Oct 24 (Reuters) - Card giant Visa sailed past estimates for fourth-quarter profit on Tuesday as consumers on a post-pandemic travel rebound shrugged off worries of a looming economic slowdown and cost-of-living crisis.
Visa's CFO Chris Suh said U.S. inbound travel recovery accelerated in the quarter, while travel into Asia also continued to improve.
"At a macro level, we are assuming no recession in our outlook," Suh said on a call with analysts.
While economic forecasts for the upcoming year have turned increasingly gloomy in a higher-for-longer interest rate environment, consumer spending has held remarkably steady, helping sustain payment volumes.
Visa's payment volumes rose 9% in the quarter, while cross-border volumes excluding transactions within Europe, a gauge of travel demand, surged 18%.
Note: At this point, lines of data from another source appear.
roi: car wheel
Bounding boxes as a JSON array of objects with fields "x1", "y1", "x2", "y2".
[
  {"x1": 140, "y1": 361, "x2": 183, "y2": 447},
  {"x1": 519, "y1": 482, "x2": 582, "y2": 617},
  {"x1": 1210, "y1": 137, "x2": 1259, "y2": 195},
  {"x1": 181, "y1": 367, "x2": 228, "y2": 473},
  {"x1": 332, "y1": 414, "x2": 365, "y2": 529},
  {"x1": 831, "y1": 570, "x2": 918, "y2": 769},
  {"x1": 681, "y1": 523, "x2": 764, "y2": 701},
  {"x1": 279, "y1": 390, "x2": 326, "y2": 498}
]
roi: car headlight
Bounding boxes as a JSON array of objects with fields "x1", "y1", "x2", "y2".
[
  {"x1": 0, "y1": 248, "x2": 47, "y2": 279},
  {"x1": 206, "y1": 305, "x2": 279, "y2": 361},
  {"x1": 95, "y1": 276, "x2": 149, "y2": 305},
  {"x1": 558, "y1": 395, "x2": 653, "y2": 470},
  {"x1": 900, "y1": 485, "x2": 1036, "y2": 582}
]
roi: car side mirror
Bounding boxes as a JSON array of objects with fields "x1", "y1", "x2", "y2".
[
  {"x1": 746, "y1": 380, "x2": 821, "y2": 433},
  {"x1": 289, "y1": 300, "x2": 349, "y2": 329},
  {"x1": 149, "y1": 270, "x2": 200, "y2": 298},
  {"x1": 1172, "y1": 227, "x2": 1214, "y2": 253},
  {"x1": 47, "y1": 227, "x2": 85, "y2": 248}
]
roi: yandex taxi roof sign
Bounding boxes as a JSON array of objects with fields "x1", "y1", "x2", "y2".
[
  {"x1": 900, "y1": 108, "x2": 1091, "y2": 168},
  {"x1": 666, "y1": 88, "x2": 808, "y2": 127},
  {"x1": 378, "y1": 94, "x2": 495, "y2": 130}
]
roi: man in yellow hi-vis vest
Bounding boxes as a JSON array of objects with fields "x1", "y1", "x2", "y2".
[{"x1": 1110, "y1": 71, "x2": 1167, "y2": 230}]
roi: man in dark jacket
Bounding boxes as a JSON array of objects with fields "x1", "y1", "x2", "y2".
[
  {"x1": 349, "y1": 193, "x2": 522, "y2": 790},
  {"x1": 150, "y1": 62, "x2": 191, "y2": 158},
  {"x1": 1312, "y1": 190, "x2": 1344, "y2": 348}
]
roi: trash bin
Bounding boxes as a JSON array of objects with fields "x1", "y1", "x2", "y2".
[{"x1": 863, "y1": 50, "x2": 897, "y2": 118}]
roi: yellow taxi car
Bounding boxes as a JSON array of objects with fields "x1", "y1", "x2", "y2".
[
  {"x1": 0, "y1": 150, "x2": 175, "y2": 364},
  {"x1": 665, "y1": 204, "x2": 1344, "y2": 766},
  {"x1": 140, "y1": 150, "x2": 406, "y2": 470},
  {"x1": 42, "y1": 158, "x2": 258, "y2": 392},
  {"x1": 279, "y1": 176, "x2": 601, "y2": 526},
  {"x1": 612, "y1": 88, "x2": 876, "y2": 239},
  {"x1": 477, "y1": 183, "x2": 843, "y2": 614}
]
"Consumer spending should remain resilient especially through the holiday season because unemployment levels remain low and wages continue to grow," said Michael Ashley Schulman, partner and CIO at Running Point Capital Advisors.
Last week, American Express also posted quarterly profit that beat expectations. Rival Mastercard's results, due later this week, will close the reporting season for the sector.
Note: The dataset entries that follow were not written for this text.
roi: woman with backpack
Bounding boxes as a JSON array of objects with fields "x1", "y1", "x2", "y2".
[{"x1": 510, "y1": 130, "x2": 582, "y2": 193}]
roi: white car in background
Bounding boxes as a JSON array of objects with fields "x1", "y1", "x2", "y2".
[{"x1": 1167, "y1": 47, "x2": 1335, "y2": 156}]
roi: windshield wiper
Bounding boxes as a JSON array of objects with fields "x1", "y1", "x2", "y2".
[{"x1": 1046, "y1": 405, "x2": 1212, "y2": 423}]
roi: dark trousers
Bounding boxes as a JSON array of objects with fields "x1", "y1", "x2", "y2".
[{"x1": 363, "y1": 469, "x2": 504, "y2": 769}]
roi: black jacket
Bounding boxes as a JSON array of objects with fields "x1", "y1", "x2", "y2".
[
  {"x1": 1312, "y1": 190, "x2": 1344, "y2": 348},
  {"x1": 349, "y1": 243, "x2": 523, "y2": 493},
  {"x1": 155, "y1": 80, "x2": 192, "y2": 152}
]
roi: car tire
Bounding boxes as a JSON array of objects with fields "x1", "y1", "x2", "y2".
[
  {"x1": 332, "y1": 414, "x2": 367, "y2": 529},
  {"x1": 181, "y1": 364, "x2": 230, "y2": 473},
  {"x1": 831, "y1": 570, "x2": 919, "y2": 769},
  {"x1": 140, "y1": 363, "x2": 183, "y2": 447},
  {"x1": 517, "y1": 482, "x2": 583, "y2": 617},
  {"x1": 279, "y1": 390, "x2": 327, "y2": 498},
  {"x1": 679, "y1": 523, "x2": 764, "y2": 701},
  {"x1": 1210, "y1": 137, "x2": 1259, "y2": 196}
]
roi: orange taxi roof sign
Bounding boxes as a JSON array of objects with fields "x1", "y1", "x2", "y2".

Meanwhile, recent economic data shows inflation in the U.S. has begun to moderate, a trend that typically hurts card companies, which charge a percentage on the dollar value of transactions.
"That (moderating inflation) has been a headwind for most of this year, but with inflation having fallen well off peaks, it should be less of a headwind for Visa next year," Logan Purk, technology analyst at Edward Jones, told Reuters.
Visa posted adjusted profit of $2.33 per share in the three months ended Sept. 30, topping expectations of $2.24 per share, according to LSEG data.
It increased its quarterly dividend by 16% to $0.52 per share and authorized a new $25 billion multi-year share repurchase program.
Shares of the world's largest payments processor pared some initial gains and were last flat in volatile aftermarket trading.